Fellow Minnesota Democrat Robyn Sackett, of Burnsville, said she doesn't know who she'll end up supporting in the Democratic nomination battle — just that it will not be Klobuchar.
"She falls in the spectrum of being overly cautious," Sackett said.
Sackett took issues with Klobuchar's contention that that universal health care is a goal to work toward, instead of supporting Medicare for All.
"When is a good time to make sure everyone has health care? I've known people who have died from minimal treatment and from cutting their medicines," Sackett said. "How many people need to get sick? How many people need to die before we say enough?"
In an interview with MSNBC last month, Klobuchar was asked whether people should view her as a "moderate" or "centrist" Democrat.
"I think they should see me as a progressive because I believe in progress, and I have worked towards progress my whole life," she said.
But some Minnesota Democrats don't see it that way.
"She is absolutely too careful," said Rushabh Bhakta, a 29-year-old law student who lives in Minneapolis.
Bhakta said Klobuchar is not offering the bold, uncompromising vision the left wants.
"I think right now is when we need to look for a transformational candidate," said Bhakta.
Bhakta doesn't like how Klobuchar sometimes dismisses big ideas on the left and he thinks her tone will intensify as she seeks to distinguish herself from the field of much more liberal 2020 Democratic hopefuls.
"I feel like she is trying to score points in showing that she is not part of that pack," he said.
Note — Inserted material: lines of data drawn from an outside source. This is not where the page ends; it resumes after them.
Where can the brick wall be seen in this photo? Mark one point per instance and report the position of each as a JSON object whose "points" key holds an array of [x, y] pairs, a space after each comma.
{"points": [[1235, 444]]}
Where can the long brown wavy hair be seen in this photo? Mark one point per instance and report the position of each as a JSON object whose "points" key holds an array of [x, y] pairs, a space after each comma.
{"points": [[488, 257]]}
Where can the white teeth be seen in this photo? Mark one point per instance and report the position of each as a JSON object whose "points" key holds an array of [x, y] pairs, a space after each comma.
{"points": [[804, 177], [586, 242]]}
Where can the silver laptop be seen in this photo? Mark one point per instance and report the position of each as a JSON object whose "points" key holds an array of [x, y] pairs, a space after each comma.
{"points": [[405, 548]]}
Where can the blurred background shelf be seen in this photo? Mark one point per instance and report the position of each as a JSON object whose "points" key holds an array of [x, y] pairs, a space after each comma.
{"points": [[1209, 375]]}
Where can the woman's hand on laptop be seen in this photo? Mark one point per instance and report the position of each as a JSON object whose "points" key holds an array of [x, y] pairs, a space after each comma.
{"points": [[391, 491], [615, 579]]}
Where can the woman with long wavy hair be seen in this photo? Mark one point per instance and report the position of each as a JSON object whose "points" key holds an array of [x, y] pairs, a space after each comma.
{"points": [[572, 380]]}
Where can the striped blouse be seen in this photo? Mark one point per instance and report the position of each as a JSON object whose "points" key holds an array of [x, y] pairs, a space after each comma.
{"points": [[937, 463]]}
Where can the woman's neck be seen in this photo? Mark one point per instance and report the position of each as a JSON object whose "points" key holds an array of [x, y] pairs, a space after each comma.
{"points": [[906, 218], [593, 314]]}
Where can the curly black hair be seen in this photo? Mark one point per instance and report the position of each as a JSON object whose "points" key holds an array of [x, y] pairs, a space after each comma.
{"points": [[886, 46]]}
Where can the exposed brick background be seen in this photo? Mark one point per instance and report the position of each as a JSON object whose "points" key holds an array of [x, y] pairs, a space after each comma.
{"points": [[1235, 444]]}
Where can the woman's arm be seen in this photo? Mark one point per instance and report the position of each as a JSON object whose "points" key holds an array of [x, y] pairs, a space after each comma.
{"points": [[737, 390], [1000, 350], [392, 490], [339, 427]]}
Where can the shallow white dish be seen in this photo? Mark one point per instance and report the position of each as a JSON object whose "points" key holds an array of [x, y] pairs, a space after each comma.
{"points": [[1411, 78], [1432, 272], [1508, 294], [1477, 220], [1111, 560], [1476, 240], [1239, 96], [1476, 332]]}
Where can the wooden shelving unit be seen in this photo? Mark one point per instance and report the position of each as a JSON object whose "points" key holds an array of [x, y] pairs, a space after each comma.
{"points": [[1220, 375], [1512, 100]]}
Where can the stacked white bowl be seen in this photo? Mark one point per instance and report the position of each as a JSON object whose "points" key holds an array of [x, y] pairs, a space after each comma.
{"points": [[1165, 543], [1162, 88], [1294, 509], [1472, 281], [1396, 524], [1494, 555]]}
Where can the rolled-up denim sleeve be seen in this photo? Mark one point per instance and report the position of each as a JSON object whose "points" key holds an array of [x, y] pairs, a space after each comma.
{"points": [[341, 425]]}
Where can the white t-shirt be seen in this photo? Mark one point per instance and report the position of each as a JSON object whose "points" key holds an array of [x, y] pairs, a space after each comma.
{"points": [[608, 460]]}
During a CNN town hall forum in Manchester, N.H., last month, Klobuchar defended her opposition to universal free college.
"If I were a magic genie and we could give that to everyone and we could afford it, I would," she said.
Even as some say they won't support Klobuchar, many Minnesota Democrats are backing her for president. Olivia Dropps lives on a small farm half an hour northeast of St. Paul where she and family raise heritage pigs, chickens and bees.
They took a big chance a few years ago moving from the city to the county to give small farming a go with no experience.
"Go big or go home," she joked, but Dropps has a different tolerance for risk when it comes to the 2020 presidential race.
"We maybe just have to play it safe," she said.
Dropps supported Sanders in 2016 and likes his politics, but she's convinced most of the big-name Democratic presidential hopefuls are considered extremists by many voters and are therefore unelectable. Only Klobuchar, she said, can appeal to more moderate voters — even Republicans fed up with President Trump.
"I see her as the strongest electability out of all of the other Democrats," Dropps said. "She does not have a target on her back like every single other Democrat that's running right now. And that's why we really need to focus on her."